熱があるときは、氷枕や冷却ジェルなどで頭を冷やすと楽になります。また、発熱で体力を消耗しますから入浴は控え、かわりに蒸したタオルで顔や体を拭くとスッキリとして気分も良くなります。

暑すぎない程度に保温し、保湿する

室温は20〜25℃くらいにして、ときどき換気をするようにしましょう。加湿器や濡れタオルで室内の空気を保湿することも大切です。はしかや三日ばしかのときは、体が熱いのに手足が冷えてしまうことが多いので、薄手で長袖の寝巻きを着て、靴下や手袋などで手足の先が冷えないようにしましょう。

病院で診察を受ける

発疹や発熱など、はしかや風疹と思われる症状があらわれたらすぐに内科や小児科を受診しましょう。
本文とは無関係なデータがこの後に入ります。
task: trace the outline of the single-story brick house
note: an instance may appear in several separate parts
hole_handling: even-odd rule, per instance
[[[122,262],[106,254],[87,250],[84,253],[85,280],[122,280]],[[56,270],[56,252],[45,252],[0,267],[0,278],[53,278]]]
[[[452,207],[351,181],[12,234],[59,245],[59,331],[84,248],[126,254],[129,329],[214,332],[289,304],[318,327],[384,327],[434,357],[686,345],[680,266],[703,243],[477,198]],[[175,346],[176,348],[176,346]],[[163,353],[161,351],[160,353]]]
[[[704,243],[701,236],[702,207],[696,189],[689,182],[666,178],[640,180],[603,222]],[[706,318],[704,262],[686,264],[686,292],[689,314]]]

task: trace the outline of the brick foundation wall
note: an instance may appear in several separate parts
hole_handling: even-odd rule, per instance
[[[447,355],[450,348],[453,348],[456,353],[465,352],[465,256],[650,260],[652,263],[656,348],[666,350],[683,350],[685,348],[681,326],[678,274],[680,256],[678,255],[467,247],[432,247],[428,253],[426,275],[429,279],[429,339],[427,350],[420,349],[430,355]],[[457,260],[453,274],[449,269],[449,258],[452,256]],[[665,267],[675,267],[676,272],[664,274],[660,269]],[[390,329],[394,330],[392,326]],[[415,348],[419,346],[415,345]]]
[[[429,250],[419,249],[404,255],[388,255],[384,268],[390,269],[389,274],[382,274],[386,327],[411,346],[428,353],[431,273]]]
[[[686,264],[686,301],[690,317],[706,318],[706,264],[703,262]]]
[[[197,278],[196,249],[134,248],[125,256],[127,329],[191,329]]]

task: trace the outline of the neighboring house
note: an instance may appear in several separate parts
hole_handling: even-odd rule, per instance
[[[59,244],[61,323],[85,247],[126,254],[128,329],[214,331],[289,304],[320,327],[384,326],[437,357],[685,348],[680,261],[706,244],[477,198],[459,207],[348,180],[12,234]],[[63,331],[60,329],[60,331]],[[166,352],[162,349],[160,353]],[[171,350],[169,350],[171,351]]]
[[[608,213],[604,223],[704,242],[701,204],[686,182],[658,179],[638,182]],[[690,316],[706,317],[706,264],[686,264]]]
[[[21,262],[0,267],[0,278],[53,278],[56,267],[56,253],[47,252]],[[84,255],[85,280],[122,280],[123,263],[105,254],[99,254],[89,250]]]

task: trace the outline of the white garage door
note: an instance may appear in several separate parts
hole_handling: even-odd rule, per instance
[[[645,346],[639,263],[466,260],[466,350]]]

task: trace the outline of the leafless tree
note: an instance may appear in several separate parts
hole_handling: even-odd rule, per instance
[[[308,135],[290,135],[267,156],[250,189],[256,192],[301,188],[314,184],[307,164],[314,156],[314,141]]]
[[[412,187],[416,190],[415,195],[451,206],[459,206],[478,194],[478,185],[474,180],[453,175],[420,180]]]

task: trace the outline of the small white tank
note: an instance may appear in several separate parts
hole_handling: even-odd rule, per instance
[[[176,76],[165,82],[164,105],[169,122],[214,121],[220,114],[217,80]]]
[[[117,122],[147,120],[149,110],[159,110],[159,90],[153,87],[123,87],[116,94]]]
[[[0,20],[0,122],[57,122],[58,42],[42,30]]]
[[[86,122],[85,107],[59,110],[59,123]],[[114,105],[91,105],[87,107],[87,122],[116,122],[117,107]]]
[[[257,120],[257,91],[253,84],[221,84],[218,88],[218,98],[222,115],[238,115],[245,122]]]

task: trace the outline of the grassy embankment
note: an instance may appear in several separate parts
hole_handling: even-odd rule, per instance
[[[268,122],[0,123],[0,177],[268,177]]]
また、他の人にうつさないためにもはしかは熱が下がってから3日間、風疹では発疹がおさまるまでの間は幼稚園や学校、会社は必ず休みましょう。

プチメモ10、20代のはしかが増えている

10、20代のはしかが増えている

はしかにかかる子どもは減少しているのに10〜20代での感染が多くなっている…近年の傾向です。原因の一つは、ワクチンの本来の接種回数が守られていないこと。そしてもう一つは、はしかにかかる子どもが減ってきたために子ども時代にはしかの免疫を得る機会が減ったことと考えられています。はしかに対する免疫がないために、一人感染者がでると大きな流行となってしまうのです。